Raissa Tetanish's first pysanka of the season, with many more to come.

It’s only a few short weeks until Easter and for many, it means egg hunts, family dinner and dyeing eggs.

For me, Easter has the same presence in my life, but so much more – it’s about celebrating heritage.

With the last name ‘Tetanish,’ I frequently have people ask its origin. Who am I kidding, I get it with the first name, too (I’m named after a contestant on the Price is Right, by the way. My parents loved the name).

A lot of people are close when they guess where ‘Tetanish’ comes from, but very few guess correctly – Ukrainian.

My father’s parents settled in Whitney Pier, Cape Breton, where he and his siblings grew up. Those grandparents passed away when I was young so I don’t have many memories, and my father had a brother I never met. I can, however, still picture their small house – its furnishings and even the hardware on the door to the spare room. I still remember the smells when I walked through the door.

But I can also remember the Ukrainian figurines very vividly that were on display throughout the living room.

It wasn’t up until I graduated high school that I started to really appreciate my Ukrainian heritage.
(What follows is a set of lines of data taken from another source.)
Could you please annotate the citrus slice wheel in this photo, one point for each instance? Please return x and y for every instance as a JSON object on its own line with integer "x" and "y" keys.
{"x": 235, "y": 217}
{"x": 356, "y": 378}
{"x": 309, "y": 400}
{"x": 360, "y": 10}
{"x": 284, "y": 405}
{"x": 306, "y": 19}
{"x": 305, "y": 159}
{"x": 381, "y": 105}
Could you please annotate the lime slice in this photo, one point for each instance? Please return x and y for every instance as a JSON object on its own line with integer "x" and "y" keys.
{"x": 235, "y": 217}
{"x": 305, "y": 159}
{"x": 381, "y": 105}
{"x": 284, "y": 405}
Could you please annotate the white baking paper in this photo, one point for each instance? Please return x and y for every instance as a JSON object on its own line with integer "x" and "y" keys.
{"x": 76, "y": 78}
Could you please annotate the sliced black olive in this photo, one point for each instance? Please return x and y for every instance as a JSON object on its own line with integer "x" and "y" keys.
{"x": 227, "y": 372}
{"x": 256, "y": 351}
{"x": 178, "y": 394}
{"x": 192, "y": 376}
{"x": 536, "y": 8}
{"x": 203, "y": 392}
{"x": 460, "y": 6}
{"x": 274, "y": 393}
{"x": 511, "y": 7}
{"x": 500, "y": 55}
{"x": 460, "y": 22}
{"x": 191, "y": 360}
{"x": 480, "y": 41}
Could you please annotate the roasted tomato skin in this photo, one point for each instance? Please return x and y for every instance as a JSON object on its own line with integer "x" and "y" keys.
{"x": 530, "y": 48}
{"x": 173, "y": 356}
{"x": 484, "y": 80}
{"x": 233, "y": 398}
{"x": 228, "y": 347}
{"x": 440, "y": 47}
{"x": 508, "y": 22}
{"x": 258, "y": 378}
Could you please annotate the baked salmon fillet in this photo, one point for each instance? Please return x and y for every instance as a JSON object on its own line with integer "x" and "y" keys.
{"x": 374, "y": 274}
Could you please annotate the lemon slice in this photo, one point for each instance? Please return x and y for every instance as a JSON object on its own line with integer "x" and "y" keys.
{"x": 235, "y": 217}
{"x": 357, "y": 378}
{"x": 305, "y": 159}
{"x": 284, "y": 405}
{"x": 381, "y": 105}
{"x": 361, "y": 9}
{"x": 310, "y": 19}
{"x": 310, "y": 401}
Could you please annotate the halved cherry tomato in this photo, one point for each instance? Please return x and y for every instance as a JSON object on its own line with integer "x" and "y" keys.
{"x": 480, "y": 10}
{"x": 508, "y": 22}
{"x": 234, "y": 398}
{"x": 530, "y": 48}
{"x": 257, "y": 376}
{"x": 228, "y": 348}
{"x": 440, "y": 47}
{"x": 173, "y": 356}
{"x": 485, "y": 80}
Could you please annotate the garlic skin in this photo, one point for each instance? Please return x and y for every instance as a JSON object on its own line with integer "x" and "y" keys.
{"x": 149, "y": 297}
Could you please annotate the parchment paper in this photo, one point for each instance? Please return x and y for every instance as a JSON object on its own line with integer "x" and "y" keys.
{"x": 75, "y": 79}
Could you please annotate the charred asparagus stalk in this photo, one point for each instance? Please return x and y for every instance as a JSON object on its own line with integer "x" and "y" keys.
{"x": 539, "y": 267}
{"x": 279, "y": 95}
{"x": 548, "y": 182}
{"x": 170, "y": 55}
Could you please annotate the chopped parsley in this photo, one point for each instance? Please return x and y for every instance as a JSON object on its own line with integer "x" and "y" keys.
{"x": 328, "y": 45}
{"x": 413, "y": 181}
I was taking a course in community college and needed to do a photo essay. Coincidentally, one of my professors grew up with my father and it was around Eastertime. I asked if she would be dyeing eggs in the traditional Ukrainian style known as pysanky. She was and invited me along.

I sat and watched in awe for hours, photographing each of the steps involved. The egg she created while I was there sits in a basket on my kitchen table.

When the Ukrainian Catholic church in the pier celebrated its 100th anniversary five years ago was the first time I tried pysanky and now I’m hooked.

Each year, for at least a month, all my spare time goes into pysanky. My friends are addicted, as well as a cousin, and they’re already asking when the dyeing starts.

While many people throw their dyed eggs out after Easter passes, or store them for another year, I just can’t do that. To me, those eggs are much more than Easter.

They are my family. They are my heritage, and I’m proud to display them year-round.